Walking up Woodmont Avenue and turning onto Elm Street, I pass by the familiar restaurants and movie theatre. This time, on an early Sunday morning, the atmosphere and environment has completely changed. The street typically used for quiet, casual walks is now bustling with people circling multi-colored tents and marveling at various delicacies, meats, herbs and even copper wares being sold.

Sample offerings from Woodhall Wine Cellars

On Elm Street, between Woodmont and Wisconsin Avenue, the Bethesda Central Farm Market is stationed, offering an array of unique and interesting products. For example, among the archetypal wines it sells, Woodhall Wine Cellars offers a “Party Garnet” flavor, a blend of “candied fruit” with a subtle scent of “bubblegum, cotton candy, and strawberry.” It also produces a “Party Harmony” blend, composed of different tropical fruit flavors with a “touch of honey.” Though these festive wines receive some attention, purchasers play it safe with popular dry red wines like the Chambourcin and Cabernet Sauvignon.

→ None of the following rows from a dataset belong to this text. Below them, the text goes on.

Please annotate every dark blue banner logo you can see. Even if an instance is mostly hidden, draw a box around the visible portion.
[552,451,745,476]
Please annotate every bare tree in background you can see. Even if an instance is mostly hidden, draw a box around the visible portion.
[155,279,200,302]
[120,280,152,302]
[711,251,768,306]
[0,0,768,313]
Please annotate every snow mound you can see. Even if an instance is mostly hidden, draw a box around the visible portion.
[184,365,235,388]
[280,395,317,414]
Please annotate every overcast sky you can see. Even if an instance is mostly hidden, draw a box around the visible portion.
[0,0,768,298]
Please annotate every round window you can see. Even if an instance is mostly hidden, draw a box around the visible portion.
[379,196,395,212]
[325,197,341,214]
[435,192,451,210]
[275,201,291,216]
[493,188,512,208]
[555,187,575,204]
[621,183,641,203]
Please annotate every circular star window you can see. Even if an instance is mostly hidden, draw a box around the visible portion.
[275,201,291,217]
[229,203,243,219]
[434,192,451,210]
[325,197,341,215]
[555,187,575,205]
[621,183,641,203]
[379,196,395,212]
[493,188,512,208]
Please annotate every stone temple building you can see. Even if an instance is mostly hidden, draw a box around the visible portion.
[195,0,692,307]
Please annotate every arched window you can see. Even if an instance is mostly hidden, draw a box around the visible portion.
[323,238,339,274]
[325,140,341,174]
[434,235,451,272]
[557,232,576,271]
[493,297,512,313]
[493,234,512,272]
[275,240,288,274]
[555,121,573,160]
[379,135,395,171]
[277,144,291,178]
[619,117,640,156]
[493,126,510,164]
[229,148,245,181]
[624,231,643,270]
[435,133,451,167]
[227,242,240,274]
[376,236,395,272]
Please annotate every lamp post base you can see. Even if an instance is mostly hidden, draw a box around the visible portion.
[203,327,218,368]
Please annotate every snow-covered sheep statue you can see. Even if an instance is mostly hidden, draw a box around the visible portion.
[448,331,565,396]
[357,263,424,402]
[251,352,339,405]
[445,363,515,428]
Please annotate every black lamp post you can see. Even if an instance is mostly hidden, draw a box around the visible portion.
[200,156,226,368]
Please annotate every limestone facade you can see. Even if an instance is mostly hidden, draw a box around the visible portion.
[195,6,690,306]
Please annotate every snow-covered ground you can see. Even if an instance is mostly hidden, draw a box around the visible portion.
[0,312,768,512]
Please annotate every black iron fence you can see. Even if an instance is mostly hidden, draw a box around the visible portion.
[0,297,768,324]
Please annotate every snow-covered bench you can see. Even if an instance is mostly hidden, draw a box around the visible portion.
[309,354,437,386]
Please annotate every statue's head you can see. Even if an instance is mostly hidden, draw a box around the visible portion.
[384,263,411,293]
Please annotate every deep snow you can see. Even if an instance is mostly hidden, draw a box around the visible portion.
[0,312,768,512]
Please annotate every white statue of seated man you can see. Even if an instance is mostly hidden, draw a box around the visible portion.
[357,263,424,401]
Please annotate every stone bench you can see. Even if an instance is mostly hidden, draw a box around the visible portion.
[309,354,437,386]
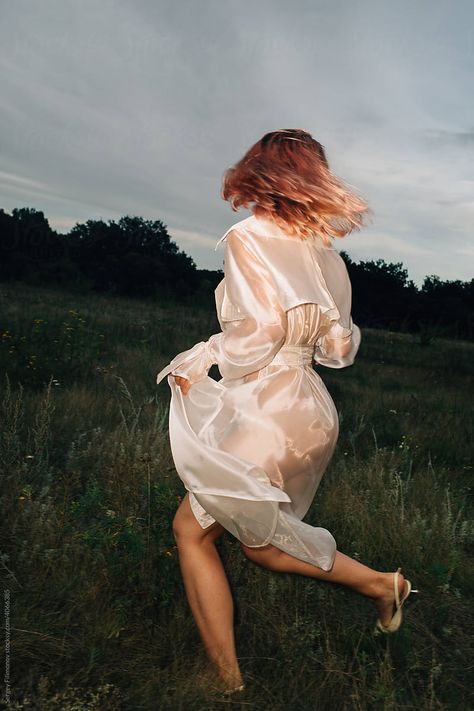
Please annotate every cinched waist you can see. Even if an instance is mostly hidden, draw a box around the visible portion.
[268,345,314,365]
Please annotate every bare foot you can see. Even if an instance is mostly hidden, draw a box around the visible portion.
[374,573,405,627]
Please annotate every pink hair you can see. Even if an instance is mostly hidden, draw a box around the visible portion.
[221,128,371,245]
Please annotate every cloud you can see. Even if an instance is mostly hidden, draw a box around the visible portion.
[0,0,474,290]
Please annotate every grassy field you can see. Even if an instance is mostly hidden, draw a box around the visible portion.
[0,284,474,711]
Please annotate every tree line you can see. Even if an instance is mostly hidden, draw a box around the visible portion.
[0,207,474,339]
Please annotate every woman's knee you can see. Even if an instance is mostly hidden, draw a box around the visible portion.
[240,543,279,568]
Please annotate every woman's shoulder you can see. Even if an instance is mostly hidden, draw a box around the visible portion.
[214,215,253,251]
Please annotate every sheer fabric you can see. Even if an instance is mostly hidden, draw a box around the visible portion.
[157,216,361,570]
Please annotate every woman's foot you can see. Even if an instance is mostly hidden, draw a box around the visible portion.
[374,573,405,627]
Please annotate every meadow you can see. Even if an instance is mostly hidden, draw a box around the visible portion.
[0,283,474,711]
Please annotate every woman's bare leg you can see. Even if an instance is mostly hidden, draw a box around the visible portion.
[241,544,405,625]
[173,494,243,688]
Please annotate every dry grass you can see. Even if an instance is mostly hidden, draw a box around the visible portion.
[0,285,474,711]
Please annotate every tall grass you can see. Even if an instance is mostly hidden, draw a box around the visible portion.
[0,285,474,711]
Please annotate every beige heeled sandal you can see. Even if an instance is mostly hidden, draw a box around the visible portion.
[374,568,418,634]
[222,684,245,696]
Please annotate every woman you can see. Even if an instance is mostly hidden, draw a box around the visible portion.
[157,129,412,693]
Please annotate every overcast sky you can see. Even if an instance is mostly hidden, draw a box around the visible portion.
[0,0,474,286]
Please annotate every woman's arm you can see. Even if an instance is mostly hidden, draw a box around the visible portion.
[157,230,287,384]
[314,316,361,368]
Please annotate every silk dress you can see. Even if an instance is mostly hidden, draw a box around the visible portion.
[157,215,361,570]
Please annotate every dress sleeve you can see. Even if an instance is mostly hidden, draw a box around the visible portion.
[204,230,287,378]
[314,316,361,368]
[157,230,287,383]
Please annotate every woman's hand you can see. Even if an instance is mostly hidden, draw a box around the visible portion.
[173,375,192,395]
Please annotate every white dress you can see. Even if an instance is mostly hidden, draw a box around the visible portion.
[157,215,361,570]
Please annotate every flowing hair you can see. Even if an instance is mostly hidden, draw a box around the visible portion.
[221,128,371,245]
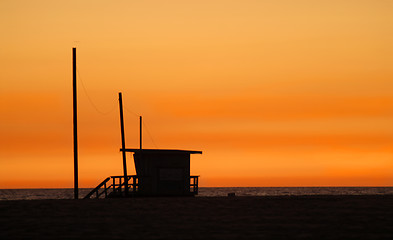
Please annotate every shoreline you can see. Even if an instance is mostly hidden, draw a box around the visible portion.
[0,195,393,239]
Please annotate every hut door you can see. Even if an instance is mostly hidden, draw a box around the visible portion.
[158,168,186,195]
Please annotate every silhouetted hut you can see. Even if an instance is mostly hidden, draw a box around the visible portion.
[125,149,202,196]
[85,93,202,198]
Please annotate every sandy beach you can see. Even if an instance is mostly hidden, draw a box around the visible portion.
[0,195,393,239]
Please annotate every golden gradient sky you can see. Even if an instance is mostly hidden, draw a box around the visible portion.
[0,0,393,188]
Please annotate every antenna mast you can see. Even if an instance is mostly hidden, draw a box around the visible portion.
[119,92,128,196]
[72,48,79,199]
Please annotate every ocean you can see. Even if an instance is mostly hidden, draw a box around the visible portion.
[0,187,393,200]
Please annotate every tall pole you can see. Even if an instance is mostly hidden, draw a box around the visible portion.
[72,48,78,199]
[139,116,142,150]
[119,92,128,195]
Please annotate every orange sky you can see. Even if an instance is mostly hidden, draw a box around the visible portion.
[0,0,393,188]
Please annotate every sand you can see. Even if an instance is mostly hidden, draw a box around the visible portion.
[0,195,393,239]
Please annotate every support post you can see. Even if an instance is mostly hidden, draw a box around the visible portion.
[139,116,142,150]
[72,48,79,199]
[119,92,128,196]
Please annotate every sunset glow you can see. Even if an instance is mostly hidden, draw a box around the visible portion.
[0,0,393,188]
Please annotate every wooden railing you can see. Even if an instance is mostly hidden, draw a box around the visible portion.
[85,175,199,199]
[84,175,139,199]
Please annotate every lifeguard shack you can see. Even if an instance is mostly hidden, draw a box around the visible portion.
[85,93,202,198]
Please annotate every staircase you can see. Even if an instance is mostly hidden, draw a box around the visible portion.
[84,175,139,199]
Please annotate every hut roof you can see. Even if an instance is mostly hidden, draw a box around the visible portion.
[120,148,202,154]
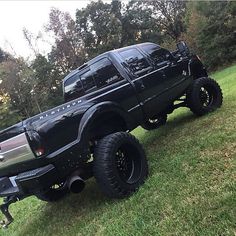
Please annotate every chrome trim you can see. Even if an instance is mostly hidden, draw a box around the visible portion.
[0,133,35,170]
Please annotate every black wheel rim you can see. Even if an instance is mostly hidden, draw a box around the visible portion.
[116,145,141,184]
[148,118,160,124]
[199,87,213,107]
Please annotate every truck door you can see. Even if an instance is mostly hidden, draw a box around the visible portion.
[140,44,188,102]
[119,48,169,117]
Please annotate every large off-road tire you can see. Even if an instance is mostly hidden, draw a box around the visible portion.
[141,114,167,130]
[186,77,223,116]
[94,132,148,198]
[35,183,69,202]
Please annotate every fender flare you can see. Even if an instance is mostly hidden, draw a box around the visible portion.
[78,101,134,143]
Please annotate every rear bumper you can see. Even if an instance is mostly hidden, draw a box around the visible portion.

Near the wine station, veal and goat meat products draw much buyer attention. The proprietor explains that her farm is not a cruel slaughterhouse. Animals are not injected with hormones and stuffed in small cages; instead they are given normal healthy food to consume and plenty of room to roam free.

Though the food and products displayed may seem like an integral part of the market experience, what makes the farm market truly special is the diverse people it attracts. Rather than solo shoppers going on their routine errands to buy some fresh and organic produce, the street is filled with couples, families, and dog walkers, who enliven an otherwise mundane custom. With these people’s energy and enthusiasm to discover, analyze, or merely peruse new and exciting products, the Bethesda Central Farm Market gives selling what some may call “ordinary” food a completely new meaning.

Esther Schmunis is a graduating senior at the Melvin J. Berman Hebrew Academy in Rockville. After attending Midreshet Amit in Israel for a year, she plans to go to Syms Business School at Stern College in New York.